With our van-living doubts ousted, any skepticism has been replaced with the certainty that we weren’t crazy when we decided to live full time in Thistle.  We are looking forward to the day when our  too-big home is sold and we are on the road permanently, living small and dreaming  big.


"Let your dreams outgrow the shoes of your expectations."

~Ryunosuke Satoro

Thursday, November 6, 2014

Time for Home

We made a short journey to Oak Harbor today, needing to take Thistle to our mechanic, Jason at Kaiser's Garage, to get a new alternator installed.  Although our adventures take us great distances, beautiful Whidbey Island, our home, can't be beat for splendor! drama! beauty!  

Ebey's Prairie looking southwest

Ebey's Prairie looking north

Strait of Juan de Fuca

Astonishing weather at Ebey's 


"Winter is the time for comfort, for good food and warmth, for the touch of a friendly hand and for a talk beside the fire:  it is the time for home."

~ Edith Sitwell

Wednesday, November 5, 2014

Hot Chocolate Sunset

Diseases can be grim things.  People can suffer from a multitude of horrible symptoms and conditions without a clue as to where the malady came from.  My mother was one of these sufferers.  In her late 60's she ended up with what was loosely called palsy.  Her palsy took the form of Amyotropic Lateral Sclerosis (ALS or Lou Gehrig's Disease).  It's progressive.  It's ugly.

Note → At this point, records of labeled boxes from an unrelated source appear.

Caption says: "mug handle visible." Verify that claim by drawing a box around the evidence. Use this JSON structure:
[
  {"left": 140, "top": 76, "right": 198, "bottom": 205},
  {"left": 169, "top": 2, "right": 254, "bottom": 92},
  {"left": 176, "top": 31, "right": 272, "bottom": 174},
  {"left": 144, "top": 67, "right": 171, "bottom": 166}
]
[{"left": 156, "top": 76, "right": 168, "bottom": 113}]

As the disease worsened my mom lost more and more body functions, but not her keen interest in the world nor in rooting out fun.   On one of her Whidbey visits we all decided to chase the sunset. We set out from Langley, pulling over to the road's edge whenever we glimpsed a good view, then racing  on to catch the sun setting again and again. We did this all the way up the island when we finally lost the sun entirely behind the Olympics, just south of Oak Harbor.

The lesson, "take the bull by the horns" and live life.  My mom died of this horrible disease, but never lost her love of sunsets.   She definitely taught us to live the sunset-of-the-moment.

Recently Ed and I were setting up camp on the Oregon Coast just as the sun was beginning to set.  We looked at one another, knowingly.  We put on the kettle. 

With cups of hot chocolate in hand, we rushed out of the trees to the open bluff looking out over the Pacific Ocean, to catch the show  -- a lovely constrained sort of show but our world glowed.   Hot chocolate and the spontaneity of the moment turned our cheeks pink, or was it the sunset? 


"For me optimism is two lovers walking into the sunset arm in arm.  Or maybe into the sunrise -- whatever appeals to you."